The Yucca Mountain Project is using GoldSim to simulate the long-term performance of the proposed radioactive waste repository. The model computes the predicted environmental impact of the facility over the next 10,000 years. (The modeling effort was discussed in some detail in an article in Wired Magazine.) GoldSim played a key role in the recent recommendation to the President that the US move forward on developing Yucca Mountain as the sole high-level waste repository for commercial nuclear reactor waste.

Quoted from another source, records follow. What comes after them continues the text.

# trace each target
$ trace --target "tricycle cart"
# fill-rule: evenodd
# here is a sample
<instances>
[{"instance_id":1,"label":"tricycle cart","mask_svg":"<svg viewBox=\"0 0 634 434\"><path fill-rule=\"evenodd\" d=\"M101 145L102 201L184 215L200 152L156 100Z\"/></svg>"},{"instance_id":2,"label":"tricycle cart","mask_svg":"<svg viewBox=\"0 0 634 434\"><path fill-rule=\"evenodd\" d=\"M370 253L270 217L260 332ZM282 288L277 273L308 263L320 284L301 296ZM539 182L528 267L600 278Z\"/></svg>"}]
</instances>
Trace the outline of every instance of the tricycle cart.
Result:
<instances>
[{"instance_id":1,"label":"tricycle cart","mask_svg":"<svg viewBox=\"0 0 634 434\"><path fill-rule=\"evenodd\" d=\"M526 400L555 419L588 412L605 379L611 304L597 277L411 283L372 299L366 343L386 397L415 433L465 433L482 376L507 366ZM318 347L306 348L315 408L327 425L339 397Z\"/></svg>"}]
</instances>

This is the largest GoldSim application that we know of, with over 25,000 elements. The Yucca Mountain performance assessment team is using the GoldSim Distributed Processing Module to run the model on 80 parallel processors and dramatically reduce the time to perform each Monte Carlo simulation..
GoldSim’s powerful presentation capabilities are critical for this project since the model structure and results must be effectively communicated to regulators, government officials, and the public. The Yucca Mountain. Project has designed a highly interactive GoldSim interface specifically for the public that provides an easy-to-understand summary of the entire project.